I can now tell you what that means. The Man fed the disciples the same information he gave me – with one important difference. I got a brief outline, a word at a time; they got chapter and verse in one blinding mega-volt transmission. The history of the Empire; the Wars of Secession; the creation of the Netherworld; the works. No wonder it blew their minds. Let’s face it. God’s equivalent of Henry Kissinger’s The White House Years must run to quite a few pages.
There was, however, an additional clue to The Man’s post-Resurrection movements. Chapter 1 of Acts related that The Man showed himself to his disciples – who had now been promoted to Apostles – over a period of forty days, at the end of which they were promised the gift of the Holy Spirit. The
Ascension followed, and once more two men in white step out of nowhere and – in the text, at least – dismiss the Twelve in a rather peremptory manner.
Finally, at the Feast of the Pentecost, fifty days after the Crucifixion, the eleven Apostles and a new number twelve, recruited to take the place of the missing Judas, are in this building in Jerusalem. Suddenly the interior is swept by hurricane-force winds; the heads of the Twelve are surrounded by ‘cloven tongues of fire’; they fall down drunk and begin to babble in every language from Ashanti to Zoque.
And that, as they say, is where it all starts happening. Except that The Man drops out of the story. No one saw him after the Ascension although he was alleged to have made voice contact with Saul/Paul on the road to Damascus. Of which, again, more later.
As I lay there, listening to Miriam’s sleep-filled breathing, I tried to figure out what might lie ahead. If what one might call the ‘yo-yo’ effect continued, there was a strong possibility that The Man could pop up in Manhattan, and into our lives, anytime during the next five weeks.

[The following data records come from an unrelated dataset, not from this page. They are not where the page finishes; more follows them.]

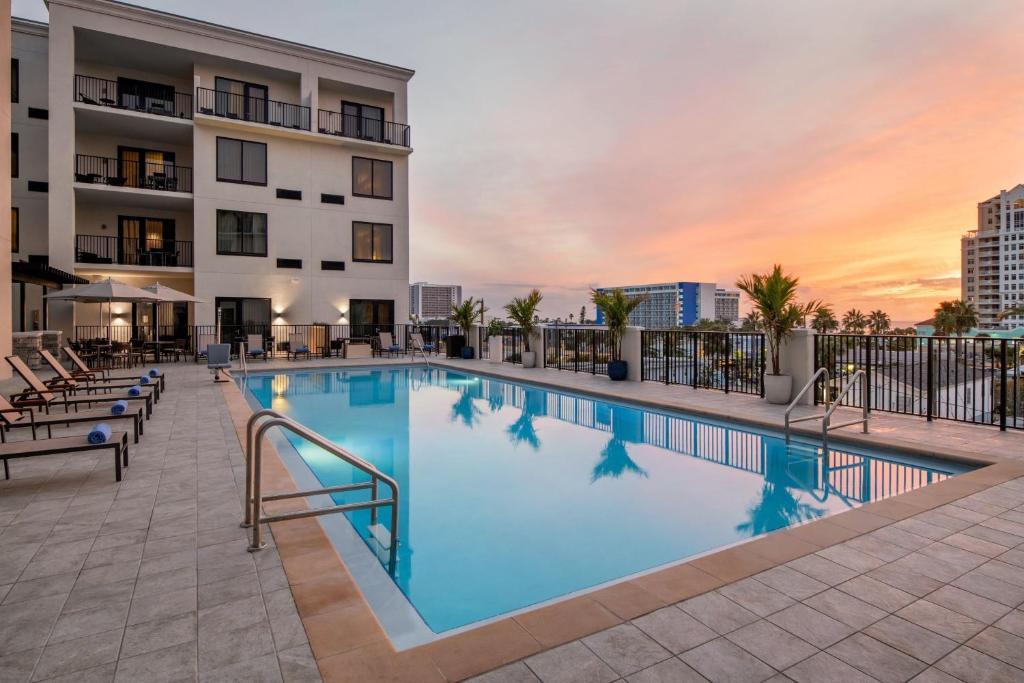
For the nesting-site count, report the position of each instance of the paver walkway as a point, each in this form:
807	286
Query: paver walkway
147	580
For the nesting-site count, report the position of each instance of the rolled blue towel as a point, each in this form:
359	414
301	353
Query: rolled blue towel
100	433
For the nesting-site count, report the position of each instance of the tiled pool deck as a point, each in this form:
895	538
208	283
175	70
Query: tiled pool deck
148	580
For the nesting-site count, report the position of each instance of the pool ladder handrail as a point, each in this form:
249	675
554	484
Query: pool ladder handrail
830	406
255	498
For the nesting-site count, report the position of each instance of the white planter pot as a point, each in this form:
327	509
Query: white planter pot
778	388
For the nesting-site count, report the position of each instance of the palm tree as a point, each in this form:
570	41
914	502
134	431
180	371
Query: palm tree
616	307
879	322
854	322
774	296
954	317
522	310
824	321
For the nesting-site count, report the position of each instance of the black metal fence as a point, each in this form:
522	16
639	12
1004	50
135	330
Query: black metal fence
132	251
582	350
247	108
134	96
724	360
359	127
129	173
969	379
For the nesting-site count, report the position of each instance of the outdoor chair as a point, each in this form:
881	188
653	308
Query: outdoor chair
255	348
40	395
387	344
14	418
74	384
297	346
82	371
118	442
218	357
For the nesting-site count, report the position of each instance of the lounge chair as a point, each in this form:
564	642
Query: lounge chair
254	347
13	418
40	395
65	378
218	357
418	345
82	371
297	346
67	444
387	344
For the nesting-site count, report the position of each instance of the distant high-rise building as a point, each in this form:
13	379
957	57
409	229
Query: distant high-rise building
669	304
992	259
429	302
727	305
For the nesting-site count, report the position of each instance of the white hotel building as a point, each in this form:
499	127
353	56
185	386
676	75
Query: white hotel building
268	178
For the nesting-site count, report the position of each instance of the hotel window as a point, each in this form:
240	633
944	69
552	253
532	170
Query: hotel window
241	161
372	177
241	233
372	243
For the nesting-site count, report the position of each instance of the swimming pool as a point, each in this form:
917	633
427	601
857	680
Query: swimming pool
515	495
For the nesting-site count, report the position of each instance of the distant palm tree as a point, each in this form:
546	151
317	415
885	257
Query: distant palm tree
854	322
879	322
954	317
824	321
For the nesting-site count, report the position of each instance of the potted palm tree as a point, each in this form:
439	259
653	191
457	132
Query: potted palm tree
774	297
616	308
464	314
522	311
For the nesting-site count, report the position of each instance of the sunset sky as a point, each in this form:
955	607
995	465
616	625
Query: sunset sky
570	144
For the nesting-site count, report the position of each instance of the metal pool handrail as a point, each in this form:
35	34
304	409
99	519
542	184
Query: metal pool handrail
254	516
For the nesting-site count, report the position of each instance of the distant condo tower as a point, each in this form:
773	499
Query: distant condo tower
673	304
992	258
429	302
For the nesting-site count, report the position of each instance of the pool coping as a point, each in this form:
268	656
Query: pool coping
349	644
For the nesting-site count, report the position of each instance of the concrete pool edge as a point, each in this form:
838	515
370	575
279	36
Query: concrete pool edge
345	651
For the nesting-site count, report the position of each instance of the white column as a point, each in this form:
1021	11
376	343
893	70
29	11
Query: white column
633	352
797	359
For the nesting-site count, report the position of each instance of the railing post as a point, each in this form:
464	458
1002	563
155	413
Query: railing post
931	381
1003	385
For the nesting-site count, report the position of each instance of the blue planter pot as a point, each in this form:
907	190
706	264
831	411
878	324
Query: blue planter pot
617	370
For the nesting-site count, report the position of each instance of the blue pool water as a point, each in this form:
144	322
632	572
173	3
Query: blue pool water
514	495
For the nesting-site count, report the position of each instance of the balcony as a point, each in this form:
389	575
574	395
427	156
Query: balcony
133	96
103	250
363	128
159	176
255	110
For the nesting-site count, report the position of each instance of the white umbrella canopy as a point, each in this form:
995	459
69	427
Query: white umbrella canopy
104	291
170	295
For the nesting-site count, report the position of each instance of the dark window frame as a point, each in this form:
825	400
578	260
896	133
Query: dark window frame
242	163
373	173
373	239
266	236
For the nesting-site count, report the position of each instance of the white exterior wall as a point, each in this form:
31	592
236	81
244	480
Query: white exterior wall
304	161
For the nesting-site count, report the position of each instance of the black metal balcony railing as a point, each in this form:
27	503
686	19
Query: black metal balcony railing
350	125
125	173
134	97
257	110
132	251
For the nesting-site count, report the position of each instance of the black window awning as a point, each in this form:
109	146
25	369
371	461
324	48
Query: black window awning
42	274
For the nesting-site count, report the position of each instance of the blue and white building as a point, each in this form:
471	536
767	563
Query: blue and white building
669	304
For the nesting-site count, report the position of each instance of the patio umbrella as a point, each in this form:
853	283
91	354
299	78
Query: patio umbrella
105	291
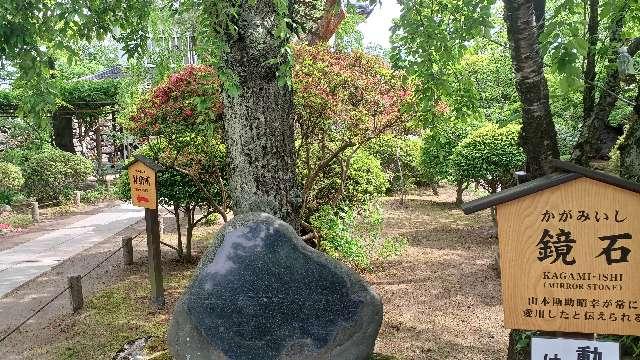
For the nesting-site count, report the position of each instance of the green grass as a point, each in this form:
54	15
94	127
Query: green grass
17	221
116	315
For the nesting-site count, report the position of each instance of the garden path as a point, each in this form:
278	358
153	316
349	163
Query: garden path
24	262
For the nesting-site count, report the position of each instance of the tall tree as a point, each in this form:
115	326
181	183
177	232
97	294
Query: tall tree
591	141
589	95
246	40
258	126
538	137
630	145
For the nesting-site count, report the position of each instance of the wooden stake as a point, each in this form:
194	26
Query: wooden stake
35	212
77	198
155	266
127	250
75	290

And then what? After the Feast of Pentecost in first-century Jerusalem, he could head back to the Time Gate or he could come back here and set up shop on a more permanent basis. Depending on what he had in mind. He’d told me, that as far as he knew, this wasn’t the end of the world but you only had to look at the global scene to realise that all the ingredients were there.
So far, we had escaped any lasting embarrassment and public exposure. If we stayed lucky, I told myself, the five-week headache we could handle. Whatever happened, we would at least get a good story out of it. Little did I realise, as I sat there in the dark shortening my life with yet another cigarette, that The Man planned to give it such an unexpected twist.
Chapter 11
Thursday, 30th April dawned with a bright, clear innocence. I grabbed a quick shower, shared a cup of coffee with Miriam – who went back to bed to drink hers – then rode over to my apartment to change before catching my regular cab downtown. I met Joe Gutzman in the lobby and told him how the case was going as we rode up in the elevator. Linda made it to the office with another saga of missed connections just as I was leaving the building. I found myself involved in an over-the-shoulder conversation in which both of us kept walking and ended up shouting at forty paces. Ridiculous.